Full Version: Balancing microservices and a compute core for latency-sensitive risk
You're currently viewing a stripped down version of our content. View the full version with proper formatting.
I'm a senior engineer at a financial services firm, and we're in the early stages of migrating a critical, monolithic risk calculation engine to a cloud-native architecture. The current system is a massive C++ application that runs on-premises, and while it's incredibly fast for batch processing, it's inflexible, expensive to scale, and a nightmare to deploy updates to. The business wants to move to a microservices model on AWS to improve agility and enable real-time risk analytics. However, we're facing a major dilemma: the core calculation algorithms are highly sensitive to latency and require tight coupling between data ingestion, transformation, and computation steps. Initial prototypes using event-driven, fully decoupled services have introduced unacceptable overhead, adding hundreds of milliseconds to calculations that need to complete in under fifty. The team is now considering a hybrid approach—keeping a tightly integrated "compute core" as a single, scalable service while breaking apart the supporting data pipelines and UI layers. I'm concerned this might just recreate a distributed monolith with all its complexities. For architects who have modernized similar high-performance, low-latency systems, how did you approach the decomposition? Did you find that strict microservice boundaries were incompatible with your performance requirements, and if so, what patterns did you use to isolate domains without sacrificing speed? How did you validate the performance of your new architecture before committing to a full rewrite?

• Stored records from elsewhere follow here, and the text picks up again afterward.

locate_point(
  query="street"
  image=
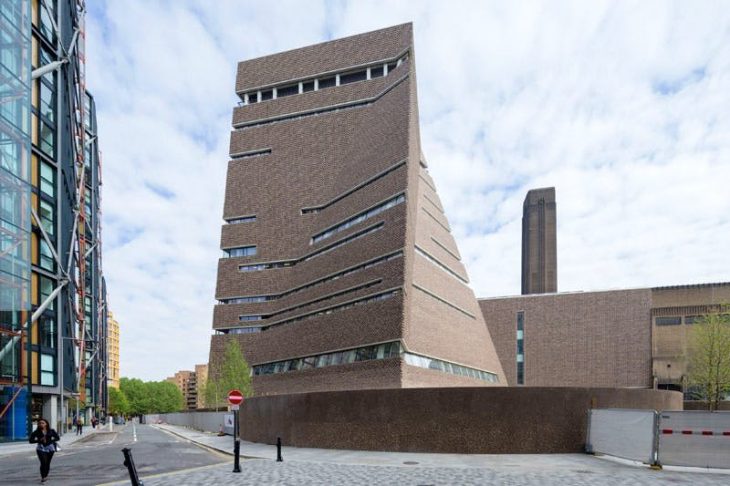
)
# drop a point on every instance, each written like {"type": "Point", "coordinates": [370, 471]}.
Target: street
{"type": "Point", "coordinates": [99, 459]}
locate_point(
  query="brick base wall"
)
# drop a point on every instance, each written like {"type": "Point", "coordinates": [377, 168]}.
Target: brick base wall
{"type": "Point", "coordinates": [485, 420]}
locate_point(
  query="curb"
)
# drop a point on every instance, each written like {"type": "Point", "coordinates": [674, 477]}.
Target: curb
{"type": "Point", "coordinates": [203, 446]}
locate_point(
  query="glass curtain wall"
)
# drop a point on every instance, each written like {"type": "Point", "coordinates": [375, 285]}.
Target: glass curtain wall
{"type": "Point", "coordinates": [15, 216]}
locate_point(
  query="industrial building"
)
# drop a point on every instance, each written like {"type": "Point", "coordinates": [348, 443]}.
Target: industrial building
{"type": "Point", "coordinates": [339, 268]}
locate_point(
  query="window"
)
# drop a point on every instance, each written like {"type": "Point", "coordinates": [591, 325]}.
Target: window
{"type": "Point", "coordinates": [48, 377]}
{"type": "Point", "coordinates": [248, 300]}
{"type": "Point", "coordinates": [326, 82]}
{"type": "Point", "coordinates": [367, 353]}
{"type": "Point", "coordinates": [359, 218]}
{"type": "Point", "coordinates": [46, 24]}
{"type": "Point", "coordinates": [353, 77]}
{"type": "Point", "coordinates": [47, 331]}
{"type": "Point", "coordinates": [668, 321]}
{"type": "Point", "coordinates": [521, 348]}
{"type": "Point", "coordinates": [48, 177]}
{"type": "Point", "coordinates": [242, 219]}
{"type": "Point", "coordinates": [46, 289]}
{"type": "Point", "coordinates": [47, 108]}
{"type": "Point", "coordinates": [239, 252]}
{"type": "Point", "coordinates": [446, 367]}
{"type": "Point", "coordinates": [48, 138]}
{"type": "Point", "coordinates": [46, 260]}
{"type": "Point", "coordinates": [46, 215]}
{"type": "Point", "coordinates": [287, 90]}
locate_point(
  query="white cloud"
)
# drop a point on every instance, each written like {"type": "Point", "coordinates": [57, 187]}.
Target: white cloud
{"type": "Point", "coordinates": [621, 105]}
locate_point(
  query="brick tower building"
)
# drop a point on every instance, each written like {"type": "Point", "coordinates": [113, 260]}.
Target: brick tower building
{"type": "Point", "coordinates": [339, 268]}
{"type": "Point", "coordinates": [539, 242]}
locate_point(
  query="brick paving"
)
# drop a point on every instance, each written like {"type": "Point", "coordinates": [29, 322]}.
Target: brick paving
{"type": "Point", "coordinates": [590, 470]}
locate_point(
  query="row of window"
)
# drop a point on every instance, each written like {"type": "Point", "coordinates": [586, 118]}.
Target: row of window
{"type": "Point", "coordinates": [676, 320]}
{"type": "Point", "coordinates": [242, 219]}
{"type": "Point", "coordinates": [329, 310]}
{"type": "Point", "coordinates": [375, 178]}
{"type": "Point", "coordinates": [366, 353]}
{"type": "Point", "coordinates": [240, 251]}
{"type": "Point", "coordinates": [290, 263]}
{"type": "Point", "coordinates": [521, 348]}
{"type": "Point", "coordinates": [444, 301]}
{"type": "Point", "coordinates": [442, 266]}
{"type": "Point", "coordinates": [316, 283]}
{"type": "Point", "coordinates": [328, 81]}
{"type": "Point", "coordinates": [311, 302]}
{"type": "Point", "coordinates": [358, 218]}
{"type": "Point", "coordinates": [448, 367]}
{"type": "Point", "coordinates": [250, 154]}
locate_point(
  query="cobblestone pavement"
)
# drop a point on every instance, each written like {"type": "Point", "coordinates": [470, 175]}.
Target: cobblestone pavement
{"type": "Point", "coordinates": [592, 471]}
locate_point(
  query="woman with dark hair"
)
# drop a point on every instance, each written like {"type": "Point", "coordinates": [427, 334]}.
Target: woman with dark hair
{"type": "Point", "coordinates": [46, 439]}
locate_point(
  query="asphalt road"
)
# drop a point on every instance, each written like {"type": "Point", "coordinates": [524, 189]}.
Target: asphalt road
{"type": "Point", "coordinates": [99, 459]}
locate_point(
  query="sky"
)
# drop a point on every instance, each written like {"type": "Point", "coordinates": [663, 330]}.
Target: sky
{"type": "Point", "coordinates": [623, 106]}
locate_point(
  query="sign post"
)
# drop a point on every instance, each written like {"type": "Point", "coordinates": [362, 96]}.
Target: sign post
{"type": "Point", "coordinates": [235, 398]}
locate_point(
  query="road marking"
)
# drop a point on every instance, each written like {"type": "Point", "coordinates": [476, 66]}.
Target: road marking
{"type": "Point", "coordinates": [168, 473]}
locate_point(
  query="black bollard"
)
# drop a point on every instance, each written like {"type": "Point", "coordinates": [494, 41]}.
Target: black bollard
{"type": "Point", "coordinates": [236, 455]}
{"type": "Point", "coordinates": [129, 463]}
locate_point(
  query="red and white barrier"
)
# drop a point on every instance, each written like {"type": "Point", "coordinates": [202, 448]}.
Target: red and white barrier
{"type": "Point", "coordinates": [725, 433]}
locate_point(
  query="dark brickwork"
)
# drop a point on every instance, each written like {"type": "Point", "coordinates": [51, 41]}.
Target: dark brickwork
{"type": "Point", "coordinates": [324, 159]}
{"type": "Point", "coordinates": [607, 338]}
{"type": "Point", "coordinates": [539, 242]}
{"type": "Point", "coordinates": [576, 339]}
{"type": "Point", "coordinates": [475, 420]}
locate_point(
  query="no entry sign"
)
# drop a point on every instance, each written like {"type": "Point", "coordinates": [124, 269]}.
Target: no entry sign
{"type": "Point", "coordinates": [235, 397]}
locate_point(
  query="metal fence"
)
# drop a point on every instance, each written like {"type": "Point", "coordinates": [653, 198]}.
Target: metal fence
{"type": "Point", "coordinates": [671, 438]}
{"type": "Point", "coordinates": [623, 433]}
{"type": "Point", "coordinates": [206, 421]}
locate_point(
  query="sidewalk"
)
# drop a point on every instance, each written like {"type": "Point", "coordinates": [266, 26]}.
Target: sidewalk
{"type": "Point", "coordinates": [251, 450]}
{"type": "Point", "coordinates": [67, 439]}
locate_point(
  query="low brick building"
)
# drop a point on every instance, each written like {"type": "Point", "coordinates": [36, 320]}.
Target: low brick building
{"type": "Point", "coordinates": [615, 338]}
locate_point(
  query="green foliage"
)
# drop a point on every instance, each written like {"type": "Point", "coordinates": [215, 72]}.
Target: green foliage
{"type": "Point", "coordinates": [134, 390]}
{"type": "Point", "coordinates": [118, 403]}
{"type": "Point", "coordinates": [151, 396]}
{"type": "Point", "coordinates": [232, 374]}
{"type": "Point", "coordinates": [709, 356]}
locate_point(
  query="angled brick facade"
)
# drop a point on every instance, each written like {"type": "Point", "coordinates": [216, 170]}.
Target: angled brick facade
{"type": "Point", "coordinates": [355, 280]}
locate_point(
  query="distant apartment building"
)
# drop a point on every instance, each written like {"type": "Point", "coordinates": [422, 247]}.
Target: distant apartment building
{"type": "Point", "coordinates": [112, 344]}
{"type": "Point", "coordinates": [339, 268]}
{"type": "Point", "coordinates": [539, 242]}
{"type": "Point", "coordinates": [201, 378]}
{"type": "Point", "coordinates": [190, 384]}
{"type": "Point", "coordinates": [52, 293]}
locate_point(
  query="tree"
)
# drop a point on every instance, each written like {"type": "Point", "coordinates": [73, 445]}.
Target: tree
{"type": "Point", "coordinates": [709, 356]}
{"type": "Point", "coordinates": [118, 403]}
{"type": "Point", "coordinates": [233, 373]}
{"type": "Point", "coordinates": [165, 397]}
{"type": "Point", "coordinates": [136, 393]}
{"type": "Point", "coordinates": [151, 396]}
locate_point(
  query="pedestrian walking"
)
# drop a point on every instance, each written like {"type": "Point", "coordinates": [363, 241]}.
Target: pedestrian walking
{"type": "Point", "coordinates": [46, 439]}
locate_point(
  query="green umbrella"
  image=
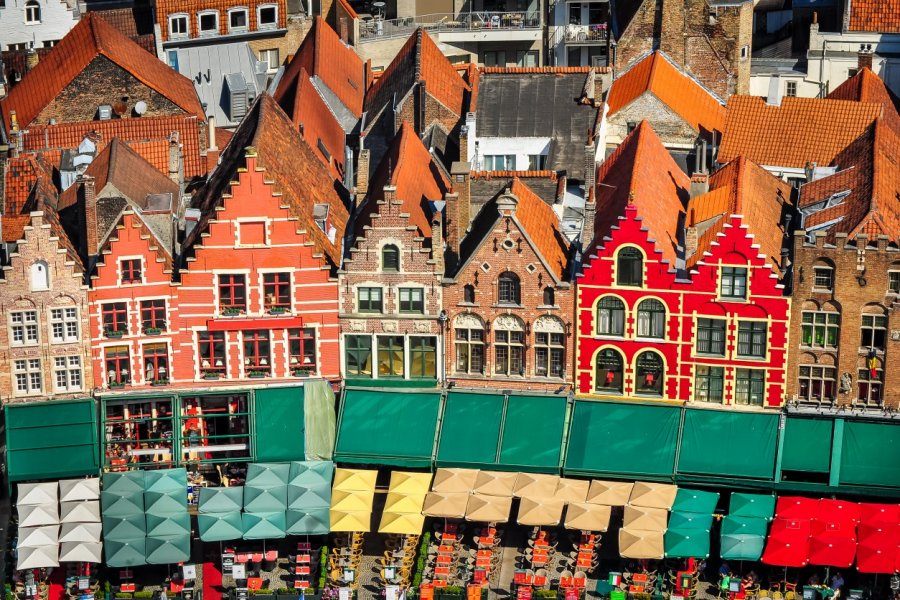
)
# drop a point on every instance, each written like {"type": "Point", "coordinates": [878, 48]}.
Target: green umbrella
{"type": "Point", "coordinates": [687, 543]}
{"type": "Point", "coordinates": [316, 521]}
{"type": "Point", "coordinates": [263, 526]}
{"type": "Point", "coordinates": [125, 554]}
{"type": "Point", "coordinates": [695, 501]}
{"type": "Point", "coordinates": [168, 549]}
{"type": "Point", "coordinates": [752, 505]}
{"type": "Point", "coordinates": [220, 527]}
{"type": "Point", "coordinates": [216, 500]}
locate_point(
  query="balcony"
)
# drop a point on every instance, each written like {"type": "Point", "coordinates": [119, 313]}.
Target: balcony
{"type": "Point", "coordinates": [471, 26]}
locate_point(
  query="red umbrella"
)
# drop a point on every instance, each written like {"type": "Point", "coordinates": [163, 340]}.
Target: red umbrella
{"type": "Point", "coordinates": [788, 543]}
{"type": "Point", "coordinates": [876, 550]}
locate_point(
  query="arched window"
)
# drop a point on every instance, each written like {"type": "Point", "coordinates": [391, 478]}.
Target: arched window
{"type": "Point", "coordinates": [609, 372]}
{"type": "Point", "coordinates": [390, 258]}
{"type": "Point", "coordinates": [40, 276]}
{"type": "Point", "coordinates": [649, 374]}
{"type": "Point", "coordinates": [611, 317]}
{"type": "Point", "coordinates": [651, 319]}
{"type": "Point", "coordinates": [508, 288]}
{"type": "Point", "coordinates": [630, 267]}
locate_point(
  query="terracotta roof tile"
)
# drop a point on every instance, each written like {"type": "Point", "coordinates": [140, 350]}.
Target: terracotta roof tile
{"type": "Point", "coordinates": [801, 130]}
{"type": "Point", "coordinates": [410, 168]}
{"type": "Point", "coordinates": [657, 75]}
{"type": "Point", "coordinates": [93, 37]}
{"type": "Point", "coordinates": [875, 15]}
{"type": "Point", "coordinates": [642, 173]}
{"type": "Point", "coordinates": [742, 188]}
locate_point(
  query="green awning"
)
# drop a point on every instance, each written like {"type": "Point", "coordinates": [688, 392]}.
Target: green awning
{"type": "Point", "coordinates": [626, 439]}
{"type": "Point", "coordinates": [220, 527]}
{"type": "Point", "coordinates": [687, 543]}
{"type": "Point", "coordinates": [280, 425]}
{"type": "Point", "coordinates": [388, 427]}
{"type": "Point", "coordinates": [168, 549]}
{"type": "Point", "coordinates": [728, 444]}
{"type": "Point", "coordinates": [51, 440]}
{"type": "Point", "coordinates": [751, 505]}
{"type": "Point", "coordinates": [864, 452]}
{"type": "Point", "coordinates": [263, 526]}
{"type": "Point", "coordinates": [130, 553]}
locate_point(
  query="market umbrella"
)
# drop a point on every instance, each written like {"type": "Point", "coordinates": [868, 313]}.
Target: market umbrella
{"type": "Point", "coordinates": [495, 483]}
{"type": "Point", "coordinates": [71, 490]}
{"type": "Point", "coordinates": [653, 495]}
{"type": "Point", "coordinates": [168, 549]}
{"type": "Point", "coordinates": [401, 523]}
{"type": "Point", "coordinates": [752, 505]}
{"type": "Point", "coordinates": [33, 537]}
{"type": "Point", "coordinates": [540, 511]}
{"type": "Point", "coordinates": [220, 527]}
{"type": "Point", "coordinates": [610, 493]}
{"type": "Point", "coordinates": [81, 552]}
{"type": "Point", "coordinates": [129, 553]}
{"type": "Point", "coordinates": [36, 558]}
{"type": "Point", "coordinates": [488, 509]}
{"type": "Point", "coordinates": [454, 480]}
{"type": "Point", "coordinates": [587, 517]}
{"type": "Point", "coordinates": [639, 544]}
{"type": "Point", "coordinates": [263, 526]}
{"type": "Point", "coordinates": [450, 505]}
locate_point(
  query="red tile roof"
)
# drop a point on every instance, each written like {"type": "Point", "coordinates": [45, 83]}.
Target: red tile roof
{"type": "Point", "coordinates": [801, 130]}
{"type": "Point", "coordinates": [322, 54]}
{"type": "Point", "coordinates": [742, 188]}
{"type": "Point", "coordinates": [657, 75]}
{"type": "Point", "coordinates": [410, 168]}
{"type": "Point", "coordinates": [418, 59]}
{"type": "Point", "coordinates": [875, 15]}
{"type": "Point", "coordinates": [90, 38]}
{"type": "Point", "coordinates": [870, 172]}
{"type": "Point", "coordinates": [641, 172]}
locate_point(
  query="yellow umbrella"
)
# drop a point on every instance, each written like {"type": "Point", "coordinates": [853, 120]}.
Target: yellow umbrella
{"type": "Point", "coordinates": [653, 495]}
{"type": "Point", "coordinates": [342, 520]}
{"type": "Point", "coordinates": [405, 482]}
{"type": "Point", "coordinates": [354, 480]}
{"type": "Point", "coordinates": [587, 517]}
{"type": "Point", "coordinates": [610, 493]}
{"type": "Point", "coordinates": [488, 509]}
{"type": "Point", "coordinates": [454, 480]}
{"type": "Point", "coordinates": [649, 519]}
{"type": "Point", "coordinates": [407, 503]}
{"type": "Point", "coordinates": [543, 511]}
{"type": "Point", "coordinates": [450, 505]}
{"type": "Point", "coordinates": [402, 523]}
{"type": "Point", "coordinates": [572, 490]}
{"type": "Point", "coordinates": [640, 544]}
{"type": "Point", "coordinates": [533, 485]}
{"type": "Point", "coordinates": [495, 483]}
{"type": "Point", "coordinates": [352, 501]}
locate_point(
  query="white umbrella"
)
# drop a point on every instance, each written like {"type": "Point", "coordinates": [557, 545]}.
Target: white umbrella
{"type": "Point", "coordinates": [37, 493]}
{"type": "Point", "coordinates": [79, 489]}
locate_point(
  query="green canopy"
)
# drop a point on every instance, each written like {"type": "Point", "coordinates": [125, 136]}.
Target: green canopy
{"type": "Point", "coordinates": [220, 527]}
{"type": "Point", "coordinates": [315, 521]}
{"type": "Point", "coordinates": [168, 549]}
{"type": "Point", "coordinates": [695, 501]}
{"type": "Point", "coordinates": [687, 543]}
{"type": "Point", "coordinates": [221, 500]}
{"type": "Point", "coordinates": [125, 553]}
{"type": "Point", "coordinates": [752, 505]}
{"type": "Point", "coordinates": [263, 526]}
{"type": "Point", "coordinates": [124, 529]}
{"type": "Point", "coordinates": [165, 525]}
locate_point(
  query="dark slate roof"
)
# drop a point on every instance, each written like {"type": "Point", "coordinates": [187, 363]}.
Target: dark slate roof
{"type": "Point", "coordinates": [538, 105]}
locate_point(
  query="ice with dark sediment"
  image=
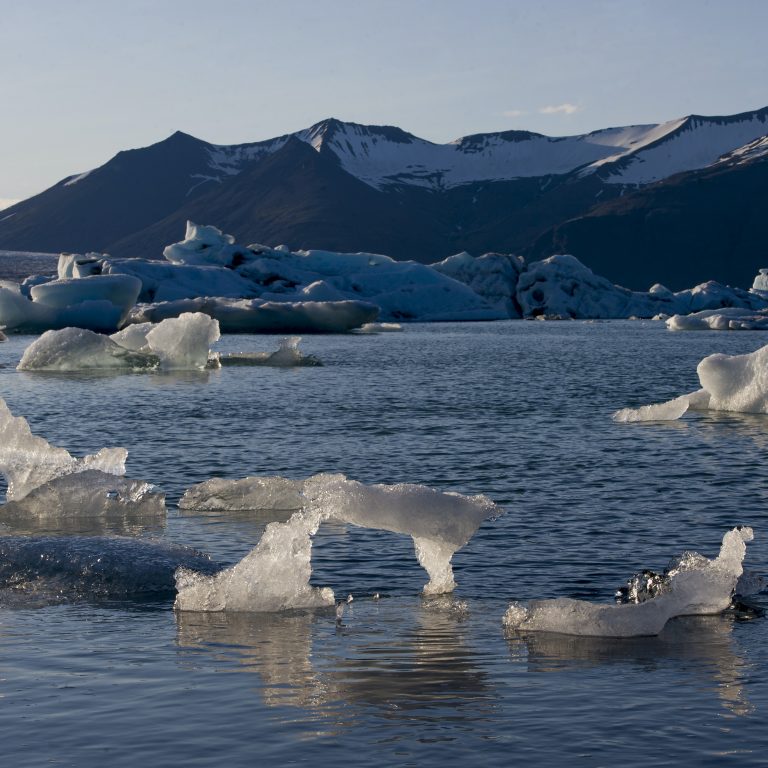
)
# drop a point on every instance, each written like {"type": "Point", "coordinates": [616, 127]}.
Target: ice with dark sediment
{"type": "Point", "coordinates": [262, 316]}
{"type": "Point", "coordinates": [275, 575]}
{"type": "Point", "coordinates": [735, 383]}
{"type": "Point", "coordinates": [287, 355]}
{"type": "Point", "coordinates": [181, 343]}
{"type": "Point", "coordinates": [725, 319]}
{"type": "Point", "coordinates": [91, 567]}
{"type": "Point", "coordinates": [249, 493]}
{"type": "Point", "coordinates": [45, 480]}
{"type": "Point", "coordinates": [695, 586]}
{"type": "Point", "coordinates": [99, 303]}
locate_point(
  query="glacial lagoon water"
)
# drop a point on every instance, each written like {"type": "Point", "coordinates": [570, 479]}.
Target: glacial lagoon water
{"type": "Point", "coordinates": [520, 411]}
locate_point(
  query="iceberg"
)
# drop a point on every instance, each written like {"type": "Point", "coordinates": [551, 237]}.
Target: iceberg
{"type": "Point", "coordinates": [736, 383]}
{"type": "Point", "coordinates": [275, 574]}
{"type": "Point", "coordinates": [669, 411]}
{"type": "Point", "coordinates": [78, 349]}
{"type": "Point", "coordinates": [726, 319]}
{"type": "Point", "coordinates": [697, 586]}
{"type": "Point", "coordinates": [99, 303]}
{"type": "Point", "coordinates": [259, 316]}
{"type": "Point", "coordinates": [288, 355]}
{"type": "Point", "coordinates": [47, 481]}
{"type": "Point", "coordinates": [181, 343]}
{"type": "Point", "coordinates": [66, 568]}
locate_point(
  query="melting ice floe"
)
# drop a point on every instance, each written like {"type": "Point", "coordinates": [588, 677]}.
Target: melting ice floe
{"type": "Point", "coordinates": [276, 573]}
{"type": "Point", "coordinates": [697, 586]}
{"type": "Point", "coordinates": [100, 303]}
{"type": "Point", "coordinates": [181, 343]}
{"type": "Point", "coordinates": [46, 480]}
{"type": "Point", "coordinates": [288, 355]}
{"type": "Point", "coordinates": [86, 567]}
{"type": "Point", "coordinates": [737, 383]}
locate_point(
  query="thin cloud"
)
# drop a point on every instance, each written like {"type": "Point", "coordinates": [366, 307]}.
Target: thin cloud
{"type": "Point", "coordinates": [560, 109]}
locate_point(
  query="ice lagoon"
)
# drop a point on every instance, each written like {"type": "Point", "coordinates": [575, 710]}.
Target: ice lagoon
{"type": "Point", "coordinates": [517, 411]}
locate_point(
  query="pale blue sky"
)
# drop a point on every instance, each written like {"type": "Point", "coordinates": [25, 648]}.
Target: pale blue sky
{"type": "Point", "coordinates": [82, 79]}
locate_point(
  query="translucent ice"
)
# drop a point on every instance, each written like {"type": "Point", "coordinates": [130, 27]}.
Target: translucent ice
{"type": "Point", "coordinates": [277, 493]}
{"type": "Point", "coordinates": [272, 577]}
{"type": "Point", "coordinates": [736, 383]}
{"type": "Point", "coordinates": [89, 493]}
{"type": "Point", "coordinates": [99, 303]}
{"type": "Point", "coordinates": [696, 586]}
{"type": "Point", "coordinates": [183, 342]}
{"type": "Point", "coordinates": [27, 461]}
{"type": "Point", "coordinates": [178, 343]}
{"type": "Point", "coordinates": [276, 573]}
{"type": "Point", "coordinates": [287, 355]}
{"type": "Point", "coordinates": [87, 567]}
{"type": "Point", "coordinates": [669, 411]}
{"type": "Point", "coordinates": [77, 349]}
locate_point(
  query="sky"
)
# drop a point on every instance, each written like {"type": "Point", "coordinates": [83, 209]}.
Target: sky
{"type": "Point", "coordinates": [83, 79]}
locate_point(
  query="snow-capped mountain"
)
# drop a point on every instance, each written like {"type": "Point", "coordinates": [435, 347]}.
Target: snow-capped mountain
{"type": "Point", "coordinates": [346, 186]}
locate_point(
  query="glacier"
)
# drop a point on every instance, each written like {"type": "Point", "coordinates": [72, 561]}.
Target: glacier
{"type": "Point", "coordinates": [703, 586]}
{"type": "Point", "coordinates": [275, 574]}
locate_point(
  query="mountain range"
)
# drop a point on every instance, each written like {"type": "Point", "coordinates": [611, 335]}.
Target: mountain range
{"type": "Point", "coordinates": [678, 202]}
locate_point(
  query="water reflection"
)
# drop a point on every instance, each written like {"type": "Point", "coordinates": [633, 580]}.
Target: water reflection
{"type": "Point", "coordinates": [406, 659]}
{"type": "Point", "coordinates": [701, 646]}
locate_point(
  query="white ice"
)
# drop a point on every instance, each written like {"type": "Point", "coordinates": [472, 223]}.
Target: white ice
{"type": "Point", "coordinates": [27, 461]}
{"type": "Point", "coordinates": [276, 573]}
{"type": "Point", "coordinates": [737, 383]}
{"type": "Point", "coordinates": [288, 355]}
{"type": "Point", "coordinates": [181, 343]}
{"type": "Point", "coordinates": [705, 588]}
{"type": "Point", "coordinates": [669, 411]}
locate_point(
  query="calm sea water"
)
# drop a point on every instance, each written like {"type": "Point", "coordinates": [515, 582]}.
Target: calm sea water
{"type": "Point", "coordinates": [517, 410]}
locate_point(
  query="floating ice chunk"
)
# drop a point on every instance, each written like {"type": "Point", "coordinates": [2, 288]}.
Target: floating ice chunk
{"type": "Point", "coordinates": [88, 567]}
{"type": "Point", "coordinates": [133, 337]}
{"type": "Point", "coordinates": [183, 342]}
{"type": "Point", "coordinates": [287, 355]}
{"type": "Point", "coordinates": [696, 586]}
{"type": "Point", "coordinates": [272, 577]}
{"type": "Point", "coordinates": [27, 461]}
{"type": "Point", "coordinates": [89, 493]}
{"type": "Point", "coordinates": [179, 343]}
{"type": "Point", "coordinates": [726, 319]}
{"type": "Point", "coordinates": [380, 328]}
{"type": "Point", "coordinates": [259, 316]}
{"type": "Point", "coordinates": [439, 524]}
{"type": "Point", "coordinates": [736, 382]}
{"type": "Point", "coordinates": [77, 349]}
{"type": "Point", "coordinates": [669, 411]}
{"type": "Point", "coordinates": [274, 493]}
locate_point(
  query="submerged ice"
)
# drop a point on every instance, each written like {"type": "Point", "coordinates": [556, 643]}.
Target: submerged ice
{"type": "Point", "coordinates": [276, 573]}
{"type": "Point", "coordinates": [181, 343]}
{"type": "Point", "coordinates": [695, 585]}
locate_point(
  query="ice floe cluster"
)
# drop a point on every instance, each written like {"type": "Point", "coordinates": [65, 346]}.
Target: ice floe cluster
{"type": "Point", "coordinates": [736, 383]}
{"type": "Point", "coordinates": [256, 288]}
{"type": "Point", "coordinates": [45, 481]}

You’re not alone. In projects with latency‑sensitive finance workloads, the pattern we found most tenable is a hybrid: keep a tightly integrated “compute core” as the default, but expose it through a low‑latency face layer so you can progressively decompose the surrounding data ingestion, transformation, and analytics into microservices without forcing the core compute path to detour. Concretely:
- Keep the essential compute engine as a single, high‑performance service (same language, optimized data structures, pinned CPU/memory if you’re on‑prem or dedicated VM in the cloud).
- Add a thin, high‑throughput API boundary (gRPC or high‑performance REST) so other components can feed it without crossing into the compute logic.
- Decompose non‑critical data pipelines and UI/UX layers into separate services behind the same boundary, using a strangler‑pattern approach so you can migrate features one by one without a big rewrite.
- Ensure data locality where possible: keep hot data and the compute core in the same region and, if needed, same VM/AWS AZ to minimize cross‑zone latency.
- Implement a clean fallback path: if cross‑service latency spikes, gracefully route to the conservative path (or batch mode) without corrupting state.